Previous Work

Figure 2. Click for larger image with caption.

Using sidescan-sonar imagery, bathymetric data and sediment samples, Thieler and others (1994; 1995) found that the morphology of the Wrightsville Beach shoreface and inner shelf is dominated by linear, shore-perpendicular rippled scour depressions (sea-floor depressions floored with rippled, coarse shell hash and gravel [RSDs] ). They speculated that the RSDs serve as conduits for cross-shore sediment flux between the beach and the shelf, and that the underlying geologic framework controls the distribution and morphology of these features.

Snyder and others (1994) mapped the regional seismic stratigraphic framework of the inner continental shelf of southern Onslow Bay, including the Wrightsville Beach area. The inner shelf surface consists of an unconsolidated, early Oligocene sandy silt (designated Orb-A and proposed by Snyder and others (1994) to be equivalent to the River Bend Formation), which has been dissected by Quaternary and Plio-Pleistocene fluvial channels. Detailed seismic reflection and vibracore data from the Wrightsville Beach area (Thieler,1997) confirmed the regional stratigraphic framework proposed by Snyder and others(1994). However, the dense nature of the geophysical data used by Thieler (1997), coupled with its higher resolution and the extensive groundtruth furnished by the vibracore data, permitted the identification of additional lithosomes and the construction of a more tightly controlled stratigraphic framework than that proposed by Snyder and others (1994).

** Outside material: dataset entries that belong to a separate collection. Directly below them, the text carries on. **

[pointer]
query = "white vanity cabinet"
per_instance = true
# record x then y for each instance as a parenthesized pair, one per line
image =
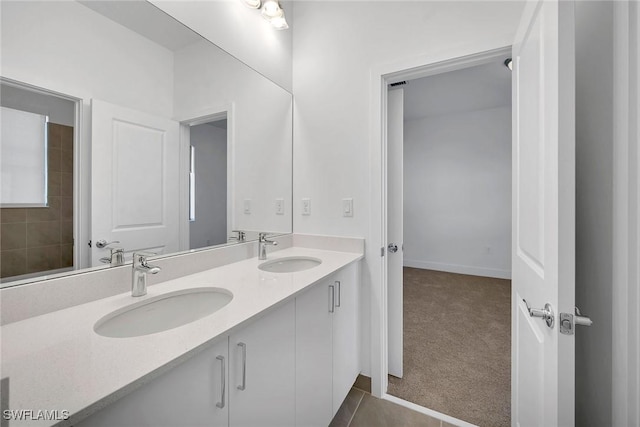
(262, 371)
(193, 393)
(292, 366)
(327, 346)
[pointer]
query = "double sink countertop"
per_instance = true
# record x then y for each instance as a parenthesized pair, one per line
(57, 362)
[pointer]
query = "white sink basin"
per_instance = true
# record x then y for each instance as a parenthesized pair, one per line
(163, 312)
(290, 264)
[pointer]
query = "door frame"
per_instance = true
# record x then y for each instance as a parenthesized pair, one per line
(186, 121)
(626, 216)
(81, 174)
(381, 77)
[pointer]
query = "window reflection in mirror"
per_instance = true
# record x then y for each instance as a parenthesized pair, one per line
(208, 179)
(37, 171)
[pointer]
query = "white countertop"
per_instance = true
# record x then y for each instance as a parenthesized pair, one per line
(57, 362)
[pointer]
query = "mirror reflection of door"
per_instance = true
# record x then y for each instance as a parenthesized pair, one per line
(36, 147)
(208, 184)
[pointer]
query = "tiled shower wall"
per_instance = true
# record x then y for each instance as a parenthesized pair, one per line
(41, 239)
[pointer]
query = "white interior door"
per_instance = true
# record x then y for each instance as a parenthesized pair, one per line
(135, 180)
(395, 141)
(543, 247)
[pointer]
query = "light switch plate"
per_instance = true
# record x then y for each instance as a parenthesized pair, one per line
(347, 207)
(306, 206)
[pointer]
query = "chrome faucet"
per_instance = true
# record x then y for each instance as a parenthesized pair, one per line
(139, 273)
(116, 258)
(262, 245)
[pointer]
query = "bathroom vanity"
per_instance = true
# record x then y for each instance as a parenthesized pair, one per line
(284, 351)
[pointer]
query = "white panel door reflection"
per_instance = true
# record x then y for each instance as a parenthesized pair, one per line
(135, 181)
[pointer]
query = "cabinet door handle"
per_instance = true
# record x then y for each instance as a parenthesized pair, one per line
(223, 386)
(332, 298)
(243, 346)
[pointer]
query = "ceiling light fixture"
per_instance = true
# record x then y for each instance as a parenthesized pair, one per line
(271, 11)
(509, 64)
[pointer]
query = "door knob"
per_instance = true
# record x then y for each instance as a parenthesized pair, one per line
(546, 313)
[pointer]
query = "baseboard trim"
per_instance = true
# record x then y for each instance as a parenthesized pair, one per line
(460, 269)
(435, 414)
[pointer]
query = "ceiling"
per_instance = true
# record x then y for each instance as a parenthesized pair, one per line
(475, 88)
(146, 20)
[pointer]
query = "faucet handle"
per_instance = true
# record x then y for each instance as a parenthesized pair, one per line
(240, 237)
(101, 244)
(141, 257)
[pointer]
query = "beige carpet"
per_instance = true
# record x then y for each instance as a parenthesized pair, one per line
(457, 346)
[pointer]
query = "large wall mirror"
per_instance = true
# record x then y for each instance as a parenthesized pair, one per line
(144, 134)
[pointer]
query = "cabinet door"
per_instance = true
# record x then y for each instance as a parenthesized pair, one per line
(187, 395)
(314, 355)
(346, 339)
(262, 371)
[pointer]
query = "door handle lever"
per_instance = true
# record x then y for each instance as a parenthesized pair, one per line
(568, 321)
(546, 313)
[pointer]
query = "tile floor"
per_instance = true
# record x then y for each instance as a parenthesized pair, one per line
(360, 409)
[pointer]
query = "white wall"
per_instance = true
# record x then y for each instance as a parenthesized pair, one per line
(68, 48)
(457, 192)
(240, 31)
(60, 111)
(594, 209)
(335, 48)
(210, 225)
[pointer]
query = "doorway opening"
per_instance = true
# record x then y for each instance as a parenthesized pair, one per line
(208, 184)
(206, 178)
(449, 215)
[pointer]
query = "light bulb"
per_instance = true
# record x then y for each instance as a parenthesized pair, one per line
(271, 9)
(280, 23)
(253, 4)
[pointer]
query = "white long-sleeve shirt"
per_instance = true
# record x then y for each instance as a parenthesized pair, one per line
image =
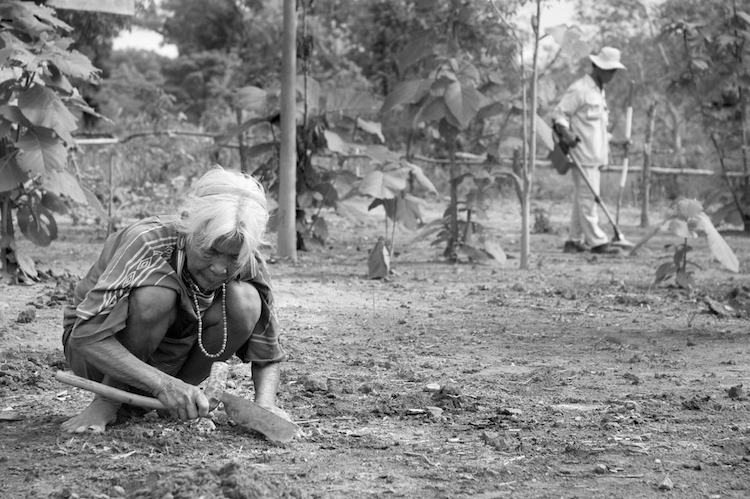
(583, 109)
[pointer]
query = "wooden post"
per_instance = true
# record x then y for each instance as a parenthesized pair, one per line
(646, 175)
(287, 234)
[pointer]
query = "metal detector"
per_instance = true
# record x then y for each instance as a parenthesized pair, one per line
(560, 151)
(618, 239)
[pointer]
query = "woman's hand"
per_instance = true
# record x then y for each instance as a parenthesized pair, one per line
(183, 400)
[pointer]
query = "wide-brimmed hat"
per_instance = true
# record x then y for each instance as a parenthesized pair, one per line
(607, 58)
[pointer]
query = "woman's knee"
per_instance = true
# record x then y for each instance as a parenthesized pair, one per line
(152, 305)
(243, 303)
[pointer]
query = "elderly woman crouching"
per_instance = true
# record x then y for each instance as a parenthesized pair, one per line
(169, 296)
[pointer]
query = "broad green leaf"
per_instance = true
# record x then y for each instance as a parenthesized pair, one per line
(463, 102)
(718, 246)
(422, 45)
(52, 202)
(468, 73)
(22, 18)
(335, 143)
(74, 64)
(352, 102)
(381, 154)
(491, 110)
(679, 228)
(664, 271)
(574, 43)
(11, 175)
(406, 92)
(420, 177)
(250, 98)
(438, 87)
(14, 115)
(64, 184)
(382, 185)
(58, 80)
(47, 15)
(433, 109)
(43, 108)
(371, 127)
(41, 152)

Figure 2 (see figure above) shows the distribution of Quaternary paleo-fluvial channel-fill (QPFCF) and Plio-Pleistocene valley-fill (PPvf) lithosomes in the study area. The QPFCF lithosomes cut 10-20 meters into the Oligocene section (Snyder and others 1994; Thieler 1997). The seismic architecture of the Quaternary fluvial systems indicates they have undergone multiple cycles of cut and fill, as they were occupied repeatedly during the Quaternary (Snyder and others 1994; Thieler 1997). The distribution of QPFCF lithosomes also exhibits a strong correlation with the present subaerial drainage pattern; Figure 2 indicates major incised channel systems and their probable linkage to existing tidal creeks. The uppermost sections of the QPFCF units retain, in places, a record of the Holocene transgression that is mappable in the subsurface and is exposed on the sea floor (Thieler 1997).

The PPvf lithosomes probably represent the deeper preserved thalwegs of former fluvial systems that were excavated and backfilled during multiple sea-level oscillations in the late Tertiary and Pleistocene (Snyder and others, 1994). Vibracores penetrating the PPvf lithosomes contain a variety of limestone litholgies, ranging from fine sand to bioclastic gravel, and exhibit wide variations in induration. Onshore water-well logs and ground-penetrating radar surveys (Thieler 1997) on Wrightsville Beach have identified the landward extension of the southern PPvf lithosome shown in Figure 2.